I don’t need more reasons to abandon politics but I realize others do. To that end I feel that it’s important to point out the abysmal security record of political campaigns:
Over the last three months, more than 100 million US voters have had their data exposed online. These data breaches weren’t caused by a sophisticated hack or malware. Instead, political campaigns’ abysmal cybersecurity practices are to blame. Although modern campaigns constantly acquire and purchase massive amounts of data, they often neglect to fully beef up security surrounding it, effectively turning the campaigns into sitting ducks — huge operations with databases left open and vulnerable.

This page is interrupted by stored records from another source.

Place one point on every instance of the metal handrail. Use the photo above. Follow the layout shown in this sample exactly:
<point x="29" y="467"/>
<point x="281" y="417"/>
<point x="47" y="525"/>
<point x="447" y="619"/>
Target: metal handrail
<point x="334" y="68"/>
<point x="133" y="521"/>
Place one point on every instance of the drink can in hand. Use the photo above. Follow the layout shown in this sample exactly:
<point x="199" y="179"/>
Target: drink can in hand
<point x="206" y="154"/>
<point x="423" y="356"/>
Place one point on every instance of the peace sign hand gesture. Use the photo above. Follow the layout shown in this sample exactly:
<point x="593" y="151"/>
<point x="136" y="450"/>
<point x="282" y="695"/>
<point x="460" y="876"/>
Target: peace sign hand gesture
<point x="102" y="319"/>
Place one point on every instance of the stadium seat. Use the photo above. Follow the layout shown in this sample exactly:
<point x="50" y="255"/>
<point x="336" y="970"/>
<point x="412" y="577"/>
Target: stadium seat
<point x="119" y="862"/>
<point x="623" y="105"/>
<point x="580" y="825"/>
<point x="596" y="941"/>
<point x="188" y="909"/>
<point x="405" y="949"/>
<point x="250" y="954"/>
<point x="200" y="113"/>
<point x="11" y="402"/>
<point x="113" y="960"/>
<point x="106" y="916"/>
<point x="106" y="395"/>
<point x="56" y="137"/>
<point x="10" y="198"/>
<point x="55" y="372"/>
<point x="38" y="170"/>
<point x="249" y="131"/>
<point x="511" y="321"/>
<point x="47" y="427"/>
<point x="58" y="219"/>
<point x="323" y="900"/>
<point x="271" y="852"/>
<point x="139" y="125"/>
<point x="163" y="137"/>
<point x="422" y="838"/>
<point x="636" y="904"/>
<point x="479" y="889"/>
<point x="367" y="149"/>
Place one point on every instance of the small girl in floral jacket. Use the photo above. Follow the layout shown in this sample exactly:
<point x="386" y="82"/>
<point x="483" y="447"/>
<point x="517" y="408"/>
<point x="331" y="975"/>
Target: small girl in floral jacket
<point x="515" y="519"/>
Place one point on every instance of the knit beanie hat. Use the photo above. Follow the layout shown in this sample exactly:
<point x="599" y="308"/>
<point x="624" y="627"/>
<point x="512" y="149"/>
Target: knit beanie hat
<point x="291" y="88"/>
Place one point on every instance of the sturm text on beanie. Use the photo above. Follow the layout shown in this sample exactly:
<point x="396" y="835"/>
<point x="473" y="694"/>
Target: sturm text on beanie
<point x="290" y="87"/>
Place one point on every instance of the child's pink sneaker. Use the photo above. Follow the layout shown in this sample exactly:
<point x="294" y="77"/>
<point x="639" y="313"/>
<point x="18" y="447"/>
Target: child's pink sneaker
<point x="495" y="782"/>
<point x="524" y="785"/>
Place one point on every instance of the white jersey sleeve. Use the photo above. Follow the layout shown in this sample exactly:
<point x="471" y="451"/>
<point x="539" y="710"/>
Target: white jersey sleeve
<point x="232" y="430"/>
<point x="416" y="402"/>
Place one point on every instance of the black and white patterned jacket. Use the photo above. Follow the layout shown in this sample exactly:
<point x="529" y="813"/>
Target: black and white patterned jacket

That might be unsettling, but perhaps more troubling is the fact that political campaigns are terrible at cybersecurity. Not only do the organizations have access to more information than ever before, they’re not able to keep it safe. The incentives to do so just don’t exist, and that’s why we’re seeing so much compromised voter data.
In Iowa last month, the state’s Republican party failed to adequately protect a database containing information on 2 million voters, making it readily available through just a basic scan of the website’s source code. In December, an independent security researcher uncovered a publicly available database of 191 million voter records. Included in that trove was each voter’s full name, home address, mailing address, unique voter ID, state voter ID, gender, date of birth, phone number, date of registration, political affiliation, and voter history since 2000.
I’ve mentioned these sorts of issues to friends before but they always hid behind the “I give campaigns a fake phone number” excuse. But the phone number you gave to a campaign isn’t what’s getting out, it’s your real personal information including your home address.
Politics is continuing to become more polarizing in this country. Both parties have become religions where disagreements with the party being tantamount to heresy. True believers are often willing to shun former friends and family members. Some employers are even willing to avoid hiring or terminating employees based on their form of political worship. There are no signs indicating this trend will cease or reverse so your voting record could become a major problem in the near future.
The amount of personal information many campaigns have on individuals is rather shocking. It’s often enough information for people with access to commit acts of identify theft.
There really isn’t anything to gain for political participation and there’s a lot to lose. Control over your personal information is one of the things you could potentially lose. My advise is to avoid politics since it’s obvious campaigns have no interest in protecting you.